Includes fasta sequence, quma results, directon of read, genomic direction, and whether result meets exclusion criteria.
- dir: int
- exc: int
- gdir: int
- class pyllelic.quma.Result(qAli: str = '', gAli: str = '', val: str = '', perc: float = 0.0, pconv: float = 0.0, gap: int = 0, menum: int = 0, unconv: int = 0, conv: int = 0, match: int = 0, aliMis: int = 0, aliLen: int = 0)[source]
Bases:
object
Dataclass of quma aligment comparison results.
- aliLen: int = 0
- aliMis: int = 0
- conv: int = 0
- gAli: str = ''
- gap: int = 0
- match: int = 0
- pconv: float = 0.0
- perc: float = 0.0
- qAli: str = ''
- unconv: int = 0
- val: str = ''
pyllelic.visualization module
Utilities to visualize data for use in pyllelic.
- pyllelic.visualization._create_heatmap(df: DataFrame, min_values: int, width: int, height: int, title_type: str, backend: str) Union[Figure, Figure] [source]

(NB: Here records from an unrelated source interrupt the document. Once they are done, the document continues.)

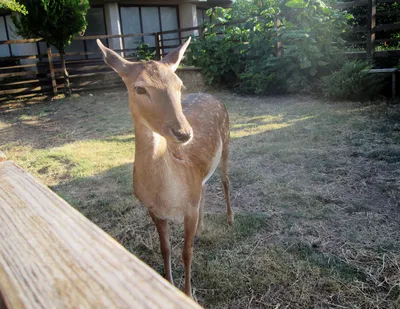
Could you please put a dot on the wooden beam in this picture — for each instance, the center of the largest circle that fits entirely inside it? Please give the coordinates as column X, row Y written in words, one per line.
column 53, row 257
column 371, row 24
column 51, row 68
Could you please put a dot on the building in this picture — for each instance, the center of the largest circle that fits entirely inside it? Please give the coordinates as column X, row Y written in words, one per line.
column 115, row 17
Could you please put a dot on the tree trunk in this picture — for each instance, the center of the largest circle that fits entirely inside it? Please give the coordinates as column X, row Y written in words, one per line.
column 66, row 76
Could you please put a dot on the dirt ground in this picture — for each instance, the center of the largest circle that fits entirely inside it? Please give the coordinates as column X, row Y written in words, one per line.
column 315, row 189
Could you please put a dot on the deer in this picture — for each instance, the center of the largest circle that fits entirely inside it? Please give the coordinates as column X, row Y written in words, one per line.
column 179, row 143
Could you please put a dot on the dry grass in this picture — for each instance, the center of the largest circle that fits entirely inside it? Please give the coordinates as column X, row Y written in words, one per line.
column 315, row 190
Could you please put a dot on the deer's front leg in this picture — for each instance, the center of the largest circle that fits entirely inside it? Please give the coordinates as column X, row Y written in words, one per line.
column 165, row 245
column 190, row 223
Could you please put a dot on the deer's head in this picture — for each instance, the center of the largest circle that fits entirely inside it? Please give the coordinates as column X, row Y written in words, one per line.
column 154, row 92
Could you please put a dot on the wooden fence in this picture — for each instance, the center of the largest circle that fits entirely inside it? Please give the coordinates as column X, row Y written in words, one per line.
column 53, row 257
column 372, row 28
column 30, row 75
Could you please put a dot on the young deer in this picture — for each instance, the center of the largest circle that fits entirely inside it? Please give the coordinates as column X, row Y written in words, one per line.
column 179, row 144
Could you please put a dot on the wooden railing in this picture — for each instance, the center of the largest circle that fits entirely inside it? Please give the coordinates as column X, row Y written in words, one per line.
column 29, row 75
column 372, row 27
column 53, row 257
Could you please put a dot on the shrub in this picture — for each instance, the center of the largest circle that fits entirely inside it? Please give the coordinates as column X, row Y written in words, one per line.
column 352, row 82
column 243, row 55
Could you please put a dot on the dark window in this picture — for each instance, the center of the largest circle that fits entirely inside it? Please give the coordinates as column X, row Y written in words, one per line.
column 149, row 19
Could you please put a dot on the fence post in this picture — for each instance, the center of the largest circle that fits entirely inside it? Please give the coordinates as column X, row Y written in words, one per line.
column 52, row 74
column 158, row 48
column 371, row 23
column 278, row 45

Generate a graph figure showing heatmap of mean methylation across cell lines.
- Parameters:
df (pd.DataFrame) – dataframe of mean methylation
min_values (int) – minimum number of points data must exist at a position
width (int) – figure width
height (int) – figure height
title_type (str) – type of figure being plotted
backend (str) – which plotting backend to use
- Returns:
plotly or matplotlib figure object
- Return type:
Union[go.Figure, plt.Figure]
- Raises:
ValueError – invalid plotting backend
- pyllelic.visualization._create_histogram(data: DataFrame, cell_line: str, position: str, backend: str) Union[Figure, Figure] [source]
Generate a graph figure showing fractional methylation in a given cell line at a given site.
- Parameters:
data (pd.DataFrame) – dataframe of individual data
cell_line (str) – name of cell line
position (str) – genomic position
backend (str) – which plotting backend to use
- Returns:
plotly or matplotlib figure object
- Return type:
Union[go.Figure, plt.Figure]
- Raises:
ValueError – invalid plotting backend provided
- pyllelic.visualization._create_methylation_diffs_bar_graph(df: DataFrame, backend: str) Union[Figure, Figure] [source]
Generate a graph figure showing bar graph of significant methylation across cell lines.
- Parameters:
df (pd.DataFrame) – dataframe of significant methylation positions
backend (str) – which plotting backend to use
- Returns:
plotly or matplotlib figure object
- Return type:
Union[go.Figure, plt.Figure]
- Raises:
ValueError – invalid plotting backend
- pyllelic.visualization._make_stacked_fig(df: DataFrame, backend: str) Union[Figure, Figure] [source]
Generate a graph figure showing methylated and unmethylated reads across cell lines.
- Parameters:
df (pd.DataFrame) – dataframe of individual read data
backend (str) – plotting backend to use
- Returns:
plotly or matplotlib figure
- Return type:
Union[go.Figure, plt.Figure]
- Raises:
ValueError – invalid plotting backend
pyllelic.main module
pyllelic: module level interface to run pyllelic from the command line.
Example usage:
python -m pyllelic -o my_data -f fh_cellline_tissue.fastq.gz -g hg19chr5 -chr chr5 -s 1293000 -e 1296000 –viz plotly
This command would save pyllelic results in files with the prefix my_data, analyzing the specified fastq file using the specified reference genome, in the genomic region indicated.